Flexible Inflation targeting, a good balance
- Shubham Mishra
- Nov 15
- 2 min read
Review of India’s Flexible Inflation Targeting (FIT) Framework
Background
India’s Flexible Inflation Targeting (FIT) framework—targeting 4% inflation with a ±2% band—expires in March 2026.
RBI released a discussion paper seeking views on:
Headline vs core inflation
Acceptable inflation level
Whether the inflation band should change
Since adoption in 2016, inflation has remained largely range-bound, even during multiple shocks.
Why Inflation Control Matters
High inflation acts as a regressive tax, hurting poorer households more.
Persistent or volatile inflation:
Reduces real savings
Distorts investments
Weakens macroeconomic stability
Historically, RBI strengthened inflation focus after ending automatic monetisation in 1994.
What Inflation Should RBI Target?
Headline vs Core Inflation
Arguments for Targeting Headline Inflation
FIT’s aim is to protect consumers, savings, and investments; thus headline inflation better captures real price pressures.
Assumption that food inflation is purely supply-driven is incorrect.

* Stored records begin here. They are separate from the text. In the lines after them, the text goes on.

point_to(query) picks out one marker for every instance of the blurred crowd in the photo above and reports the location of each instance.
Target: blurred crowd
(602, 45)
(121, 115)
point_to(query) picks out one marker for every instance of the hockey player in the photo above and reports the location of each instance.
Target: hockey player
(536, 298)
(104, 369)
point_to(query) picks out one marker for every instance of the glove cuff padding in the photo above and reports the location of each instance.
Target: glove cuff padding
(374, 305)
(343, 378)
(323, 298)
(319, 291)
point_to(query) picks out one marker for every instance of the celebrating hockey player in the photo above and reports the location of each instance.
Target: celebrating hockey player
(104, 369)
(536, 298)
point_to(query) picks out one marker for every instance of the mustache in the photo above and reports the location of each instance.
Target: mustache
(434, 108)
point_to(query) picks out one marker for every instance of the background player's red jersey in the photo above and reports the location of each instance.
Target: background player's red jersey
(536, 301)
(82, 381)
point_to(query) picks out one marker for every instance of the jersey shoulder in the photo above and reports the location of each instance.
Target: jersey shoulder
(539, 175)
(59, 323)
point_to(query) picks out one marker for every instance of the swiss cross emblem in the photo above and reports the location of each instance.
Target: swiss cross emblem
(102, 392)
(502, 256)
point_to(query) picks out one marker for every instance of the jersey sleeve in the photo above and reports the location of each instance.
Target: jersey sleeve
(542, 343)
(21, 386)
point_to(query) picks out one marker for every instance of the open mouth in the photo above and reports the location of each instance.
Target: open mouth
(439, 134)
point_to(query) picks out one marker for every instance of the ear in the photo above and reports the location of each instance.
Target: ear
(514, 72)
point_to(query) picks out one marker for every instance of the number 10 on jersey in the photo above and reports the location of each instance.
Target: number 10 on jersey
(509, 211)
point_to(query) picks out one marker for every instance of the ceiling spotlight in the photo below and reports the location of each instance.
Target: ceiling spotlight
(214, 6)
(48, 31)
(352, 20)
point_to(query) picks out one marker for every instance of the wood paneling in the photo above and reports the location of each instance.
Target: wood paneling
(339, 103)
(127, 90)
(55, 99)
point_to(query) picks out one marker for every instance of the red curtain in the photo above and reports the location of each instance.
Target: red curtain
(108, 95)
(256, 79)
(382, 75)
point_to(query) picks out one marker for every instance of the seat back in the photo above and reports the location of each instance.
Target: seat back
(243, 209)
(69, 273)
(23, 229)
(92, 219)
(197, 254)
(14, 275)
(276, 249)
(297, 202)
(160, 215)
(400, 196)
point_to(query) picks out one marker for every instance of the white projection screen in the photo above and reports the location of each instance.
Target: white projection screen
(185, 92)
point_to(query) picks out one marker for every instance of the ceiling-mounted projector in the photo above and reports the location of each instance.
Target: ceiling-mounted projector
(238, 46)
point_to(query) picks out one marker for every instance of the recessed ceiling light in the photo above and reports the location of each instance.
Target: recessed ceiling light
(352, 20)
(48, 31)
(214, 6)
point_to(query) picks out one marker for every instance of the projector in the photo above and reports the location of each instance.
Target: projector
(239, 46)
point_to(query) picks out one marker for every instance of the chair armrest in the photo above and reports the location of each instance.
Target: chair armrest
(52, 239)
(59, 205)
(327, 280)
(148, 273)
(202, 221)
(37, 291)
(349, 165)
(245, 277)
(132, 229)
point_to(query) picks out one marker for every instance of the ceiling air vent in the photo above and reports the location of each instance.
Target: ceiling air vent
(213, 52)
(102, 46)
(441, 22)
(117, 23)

Food inflation is higher in expansionary monetary conditions.
Indian data show second-round effects of food inflation on core inflation:
Pushes wages upward
Raises non-food prices
As Milton Friedman noted, general price level rises only when money supply expands.
Key Insight
Without increased aggregate demand, food inflation represents relative price changes, not general inflation.
But in India, food inflation spills over to core inflation.
Therefore, headline inflation must remain the target.
Acceptable Level of Inflation
Is 4% Still Reasonable?
Earlier, the Chakravarty Committee suggested 4% as acceptable (reasoning unclear).
Phillips Curve-based arguments for a stable trade-off between inflation and growth do not hold in the long run.
Evidence from a non-linear relationship (1991–present, excluding COVID year):
Inflection point estimated at 3.98%
Suggests optimal inflation level ≈ 4%
Preliminary forward-looking simulations for 2026–2031 also indicate acceptable inflation below 4%.
Conclusion
Very limited justification to raise the inflation target above 4%.
Inflation Band: Should ±2% Be Revised?
Present Experience
The ±2% band (i.e., 2%–6%) has given sufficient flexibility to monetary policy.
Problem: framework does not specify how long inflation may stay near the upper limit.
Persistently staying near 6% would violate the spirit of FIT.
Growth Implications
Evidence shows sharp decline in growth when inflation exceeds 6%.
Maintaining fiscal discipline is crucial:
Historically (1970s–80s), high inflation was driven by fiscal deficit monetisation.
Post-reform era:
End of ad hoc Treasury Bills
FRBM Act strengthened fiscal discipline
FIT evolved as a natural complement
Key Point
FRBM and FIT must work together.
Weakening one destabilises the other and threatens macroeconomic stability.
Key Takeaways
Headline inflation should continue as the target.
Acceptable inflation = around 4%, with little justification for a higher target.
Current ±2% band is adequate, but staying near the upper end must be avoided.
Strong coordination between monetary policy (FIT) and fiscal policy (FRBM) is essential for stability.